Anyway, Jesus comes back to the question, “Now, who was neighbor to the one who was robbed?” The lawyer’s reluctant admission is that it must be the Samaritan, but his legal mind says that the priest and Levite were right. And Jesus has to concur. As far as they went, they were right. But, what Jesus proposes is that we have to go farther.
This gospel is about ethics and morals, and it’s a gospel that says that compassion comes over the rule, and love is over the law, and integrity is over authority. And, to live that way is to live profoundly like Christ. But, be ready to take the consequences of that.
Elizabeth and Matt Fitzsimons longed to start a family. Unable to have a child of their own, they decided to adopt a baby girl from China. After a 14-month application process, they were approved and received a picture of their daughter, whom they name Natalie.
They traveled to China and, at a hotel in Nanchang, Elizabeth and Matt received little Natalie, but something was wrong. The baby had a large scar along her back. There was a rattle in her chest. She was thin and pale. She was a year old but could not sit up or hold a bottle.

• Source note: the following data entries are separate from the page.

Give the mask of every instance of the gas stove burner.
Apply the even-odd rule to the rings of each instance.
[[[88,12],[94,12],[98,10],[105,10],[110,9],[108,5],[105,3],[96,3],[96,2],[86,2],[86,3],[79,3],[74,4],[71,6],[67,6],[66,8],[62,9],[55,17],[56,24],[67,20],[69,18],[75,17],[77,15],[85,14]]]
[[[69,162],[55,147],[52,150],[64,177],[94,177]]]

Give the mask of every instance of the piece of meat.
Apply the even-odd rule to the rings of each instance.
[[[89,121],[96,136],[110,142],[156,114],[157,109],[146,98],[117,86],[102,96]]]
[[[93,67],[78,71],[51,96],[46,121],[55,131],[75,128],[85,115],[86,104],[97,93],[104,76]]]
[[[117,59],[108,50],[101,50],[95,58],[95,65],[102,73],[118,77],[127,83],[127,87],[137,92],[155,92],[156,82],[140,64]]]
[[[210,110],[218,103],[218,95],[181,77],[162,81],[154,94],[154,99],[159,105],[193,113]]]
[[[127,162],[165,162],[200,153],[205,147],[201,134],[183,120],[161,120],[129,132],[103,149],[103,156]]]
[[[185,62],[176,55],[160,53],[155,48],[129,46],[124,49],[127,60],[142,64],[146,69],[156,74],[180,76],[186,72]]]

She suffered from the worst case of diaper rash anyone had ever seen.
A doctor was summoned. He confirmed that the baby was severely ill. The scar was the result of a poorly performed surgery to remove a tumor from Natalie’s spine. She would be paralyzed from the waist down; she had a form of spina bifida, as well.
The embarrassed orphanage director assured the couple that “in cases like these, we can rematch with another baby.’ The process would be expedited and the Fitzsimons would go home on schedule.
Elizabeth and Matt were devastated at what bringing Natalie home would entail. But, as Elizabeth wrote about the experience in the New York Times (May 13, 2007): “How could we leave her? Had I given
birth to a child with these conditions, I wouldn’t have left her in the hospital. I pictured myself boarding the plane with some faceless replacement child and then explaining to friends and family that she wasn’t Natalie, that we had left Natalie in China because she was too damaged, that the deal had been a healthy baby, and she was not.
“I know this was my test, my life's worth distilled to this moment. I was shaking my head NO before they finished explaining. We didn’t want another baby, I told them. We wanted our baby, the one sleeping right over there. She’s our daughter, I said. We love her. Matt, who had been sitting on the bed, lifted his glasses, and wiping tears from his eyes, nodded in agreement.”
This story has a happy ending. Two years later, Natalie has battled back to develop into a bright, happy little girl. The diagnosis by the Chinese doctor proved to be wrong. She is walking and talking and doing fine.
Elizabeth writes: “It’s tempting to think that our decision was validated by the fact that everything turned out to be OK. But, for me, that’s not the point. Our decision was right because she was our daughter and we loved her. We would not have chosen the burdens we anticipated…but, we are stronger than we thought.”
The story of the Good Samaritan begins with a vision that mirrors the vision of God, a vision that sees every man, woman, and child as a son and daughter of God, or brother and sister in Christ. No one is expendable, no one is ever written off; everyone matters, everyone counts. As the Samaritan traveler took the beaten and robbed man into his care, as Elizabeth and Matt welcomed Natalie into their home and hearts come what may, Christ calls us to embrace that same vision: to recognize and honor the sacred dignity that every human being possesses as a child of God.
What a powerful gospel when we understand it correctly!